LGM Review of Books: Silvia Federici and Arlen Austin, Eds., Wages for Housework: The New York Committee, 1972-1977: History, Theory, Documents
We too often forget about the diversity of feminism in the 1970s. Sure, it got largely reduced in the public and political realm to the Equal Rights Amendment and the right to an abortion, but it was so much more than that. Coming out of the maelstrom the 1960s, intense debates raged among feminists about the goals of the movement. Should it focus on the ERA? Or was that a something that basically concerned middle-class white liberal feminists (spoiler: largely, yes)? What about lesbianism? What about welfare rights, a major project for black feminists?

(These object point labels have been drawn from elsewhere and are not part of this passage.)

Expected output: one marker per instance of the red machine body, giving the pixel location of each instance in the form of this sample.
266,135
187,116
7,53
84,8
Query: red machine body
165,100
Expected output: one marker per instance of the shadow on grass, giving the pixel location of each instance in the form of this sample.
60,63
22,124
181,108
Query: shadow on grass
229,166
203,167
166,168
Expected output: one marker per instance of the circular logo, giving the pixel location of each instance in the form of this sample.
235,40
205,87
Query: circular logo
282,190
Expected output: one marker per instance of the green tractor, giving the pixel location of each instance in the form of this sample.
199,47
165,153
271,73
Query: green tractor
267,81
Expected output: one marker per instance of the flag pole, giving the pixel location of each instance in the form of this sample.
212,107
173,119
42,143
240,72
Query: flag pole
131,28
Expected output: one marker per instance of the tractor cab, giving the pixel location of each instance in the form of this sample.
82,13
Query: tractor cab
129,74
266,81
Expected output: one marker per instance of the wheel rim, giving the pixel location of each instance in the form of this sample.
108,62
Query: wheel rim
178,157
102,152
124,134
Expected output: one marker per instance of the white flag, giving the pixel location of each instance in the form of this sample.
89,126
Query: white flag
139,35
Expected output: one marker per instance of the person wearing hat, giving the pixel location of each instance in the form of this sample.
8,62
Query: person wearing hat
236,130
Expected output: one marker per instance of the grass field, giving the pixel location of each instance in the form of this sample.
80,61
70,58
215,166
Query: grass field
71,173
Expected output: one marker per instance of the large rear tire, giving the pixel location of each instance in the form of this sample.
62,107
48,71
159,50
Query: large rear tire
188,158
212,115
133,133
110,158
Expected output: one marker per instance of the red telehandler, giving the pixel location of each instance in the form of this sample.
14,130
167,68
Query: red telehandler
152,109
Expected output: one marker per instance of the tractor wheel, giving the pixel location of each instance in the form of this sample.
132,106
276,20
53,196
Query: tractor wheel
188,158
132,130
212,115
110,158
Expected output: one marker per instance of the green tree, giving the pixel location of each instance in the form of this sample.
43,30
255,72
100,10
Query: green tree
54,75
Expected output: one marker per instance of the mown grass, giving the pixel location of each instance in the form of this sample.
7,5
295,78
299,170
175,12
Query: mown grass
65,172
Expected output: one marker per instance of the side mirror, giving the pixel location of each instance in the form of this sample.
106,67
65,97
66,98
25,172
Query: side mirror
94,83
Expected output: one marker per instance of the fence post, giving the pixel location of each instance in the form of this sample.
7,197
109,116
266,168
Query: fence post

One strand of this diverse feminism was Wages for Housework, a movement in the U.S. led by Siliva Federici, an Italian activist who moved in the U.S. in the late 1960s for graduate school and who co-founded the International Feminist Collective. She then became the leader of the U.S. side of the Wages for Housework movement, an international set of activists focusing on liberating women from housework in part by paying them for that labor. This touched on many key themes of feminism, including the unspoken second job for women–working outside the home for wages and inside the home without wages–which had plagued women ever since they entered the industrial workforce. Correctly arguing that reproductive labor was the foundation of industrial work, it demanded proper compensation within this capitalist economy and lambasted the left for not taking these questions seriously. It was a lesbian-centered movement that argued that lesbians actually deserved even more compensation for their work because of the economic disadvantages that all women faced in the workforce, plus the psychic burden of homosexuality within a hetero-centric world. It called for direct action by women at the workplace and for women of color to start their own groups within the larger movement to focus on the issues that most mattered to them. It was strongly pro-sex work at a time when much of feminism was demonizing sex workers and seeking to ban pornography. It never had too many adherents, but it opened a store in New York and had a few chapters across the country.
Ultimately, Wages for Housework faded out by the late 1970s, as did so many radical movements, but Federici has remained an influential thinker and defender of her ideas to the present. So she, along Arlen Austin, who I believe is primarily responsible for the design, published the lovely Wages for Housework in 2017. This is Federici’s attempt at representing the history of her ideas through the republication of primary source material combined with a new introduction and some other short pieces explaining the movement’s goals. For most people, the real appeal here is going to be those primary sources. This is a good-looking book, especially for a book that is explicitly leftist and is unlikely to make a lot of money. Full color printing of old photographs, posters, newspaper articles, and other documents provide a fascinating archive of a too-often forgotten about movement. The book relives Wages for Housework in all its intellectually diverse splendor, including chapters dedicated to the movement’s branches, international conferences, family policy, welfare, and lesbian autonomy.
Backing all this up is Federici’s own writings from the 1970s and the present. She’s a full-fledged but accessible theoretician who continues to challenge the sexism at the heart of both capitalism and the left. She goes into great detail explaining how WFH was a response to the realities of feminism grounded in the process of capital accumulation and how housework reproduced labor for a capitalist system in a way that was not even recognized by many leftists at the time. WFH didn’t get too mired in policy details of precisely how much women should be paid or how this work–that really wasn’t the job of the women behind it. But Federici builds useful connections between her work forty years ago and Universal Basic Income advocates today, noting that more people are realizing that work is not the ticket to emancipation. Although I am not particularly a supporter of the UBI proposals floating around today, I certainly don’t believe that work leads to liberation. Moreover, no mainstream voices in labor and very few in feminism have ever articulated a meaningful response to Federici’s challenges or how to classify unpaid reproductive labor at all. Behind this reluctance is not just an intractable problem of conceptualization or implementation. It’s that the labor movement has traditionally had a huge sexism problem it has never fully faced up to and that mainstream feminism has a huge class problem that it also refuses to take seriously. Federici and the Wages for Housework activists attempted to challenge both and if it didn’t get too far, the challenge remains there for us to pick up today.
The only downside of this book is that it does really help to have some preexisting knowledge of Marxism and 70s-era feminism to quite get what Federici is talking about. That’s certainly fine for me and for many of you. But I picked this up as a possible book for my Protest and Resistance in America and I think it is a little above their heads without me doing more work on this specific movement than I have time to give to it. I might use a piece of it–after all the visuals are great and will really get the students thinking about feminism in a way they have not before, which is going to be important since 90 percent of the students enrolled in the course are women and if it is like last year’s version, a lot of people will be interested in #MeToo than anything else. But where this book would have its greatest value is in leftist reading groups where people are already thinking in these terms.
Overall, Wages for Housework is a tremendously useful book, one that makes Federici’s legacy easily available for the future and one that should get us thinking about the possibilities and limitations of contemporary feminism.